A lei non è piaciuto che siano scomparsi, di fatto, i sindaci.
«Certo,
la prima bozza prevedeva una presenza massiccia di sindaci, mentre ora
troviamo quasi esclusivamente i consiglieri regionali rappresentati nel
Senato. Un modo per riaffermare una forte predominanza degli apparati
partitocratici. Sparita anche la prima spinta: autonomista e popolare».
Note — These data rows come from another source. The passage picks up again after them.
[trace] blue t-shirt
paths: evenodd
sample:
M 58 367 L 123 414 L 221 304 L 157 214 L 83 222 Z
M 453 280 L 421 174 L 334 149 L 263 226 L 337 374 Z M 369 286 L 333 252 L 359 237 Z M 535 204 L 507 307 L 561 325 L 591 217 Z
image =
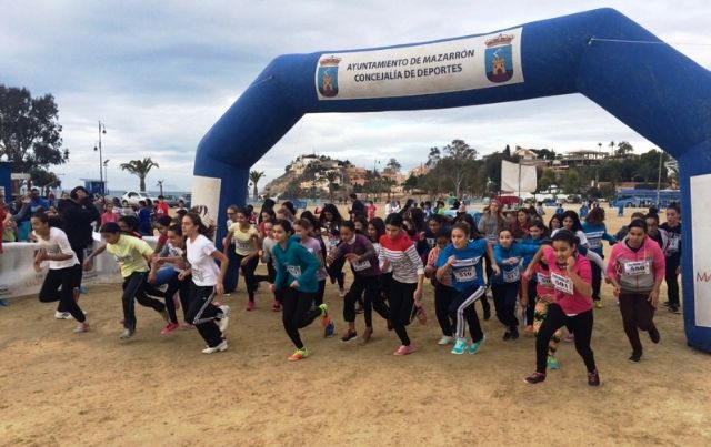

Lo schieramento del Sì dice: ma si tagliano i costi della politica.
«A
parte che fare una riforma costituzionale con questo scopo, sarebbe
meschino, si poteva perseguire un’altra strada: un’autentica riduzione
degli esponenti i parlamentari. Ma la critica più forte che faccio è
un’altra: ancora una volta, come è stato per Berlusconi, non si
intravede nessuna iniziativa parlamentare e governativa forte verso
l’attuazione della Costituzione. Dobbiamo applicare gli articoli
sull’uguaglianza, sul diritto alla salute, la tutela del paesaggio, i
soldi per la ricerca. Ecco perché la mobilitazione nazionale che noi
mettiamo in campo per il No faremo in modo che si trasformi poi in un Sì
alla piena attuazione della Costituzione».
Lei con l’associazione
DeMa propone un’idea alternativa di sinistra nazionale. Quanto incide
il suo rapporto conflittuale con Renzi, sul No?
«No, alt. La
dialettica politica, anche forte sul referendum e su altro, è giusta,
segue un corso. Ma il rapporto tra istituzioni deve essere salvo. Ecco
perché non accetto il fatto che io non riesca a incontrare il premier se
non a condizione che sia presente il commissario di Bagnoli, che noi
come figura non riconosciamo».
Ipotesi vittoria del No: lei disse che Renzi non si sarebbe dovuto dimettere. Ha cambiato idea?
«Premesso
che se vince il Sì, Renzi ne esce molto rafforzato, e tra l’altro, la
vicenda romana con gli errori commessi dai 5 Stelle possono favorirlo;
con la stessa chiarezza va detto che una vittoria del No sarebbe un
colpo per lui politicamente durissimo. Ma è stato Renzi a lanciare
questo aereo e ora non è semplice fermarlo».